Reputation: 3328
I have had a successful pipeline running streaming data from pub/sub
into bigquery
using cloud dataflow
which is running on a compute instance, rather than an actual dataflow
runner.
Today I have updated the BQ table schema, and no new inserts seem to occur. I can view logs on the machine and all is fine - dataflow
is not reporting any errors.
Is there any way to access streaming logs from bigquery
to check for errors.
EDIT: To summarise my question is whether I am able to get some more verbose logging either from the apache beam SDK or from bigquery to see where this data is ending up.

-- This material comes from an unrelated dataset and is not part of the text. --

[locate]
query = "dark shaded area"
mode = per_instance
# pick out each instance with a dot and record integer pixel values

I have had a look in stackdriver
, but this does not seem to create entries for streaming logs.
Upvotes: 2
Views: 1467
Reputation: 11021
In versions 2.15 and 2.16, Beam now produces a deadletter PCollection containing all of the rows that failed to be inserted.
This setting is configurable, with the insert_retry_policy
parameter. The default for 2.15 and 2.16 is RETRY_ON_TRANSIENT_ERRORS
. Starting on 2.17, the default will be RETRY_ALWAYS
.
You would do the following:
result = my_collection | WriteToBigQuery(...,
method='STREAMING_INSERTS', ...)
failed_rows = result['FailedRows'] # You can consume this PCollection.
You may also choose to always retry:
result = my_collection | WriteToBigQuery(...,
insert_retry_policy='RETRY_ALWAYS',
method='STREAMING_INSERTS', ...)
This will cause that nothing is output to failed_rows
, and your pipeline may rnu forever.
Upvotes: 2
Reputation: 176
you should be able to get your data stream logs from BigQuery, please take a look on this docs[1][2]. Be aware that modifying the schema of a table can take several minutes to propagate changes, and if it has recently received streaming inserts may respond with schema mismatch errors.
In this case,when BigQuery encounters a schema mismatch on individual rows in the request, none of the rows are inserted and an insertErrors entry is returned for each row including detailed information about the schema mismatch.
[1]https://cloud.google.com/bigquery/troubleshooting-errors#streaming [2]https://cloud.google.com/bigquery/docs/reference/auditlogs/#mapping_audit_entries_to_log_streams
Upvotes: 0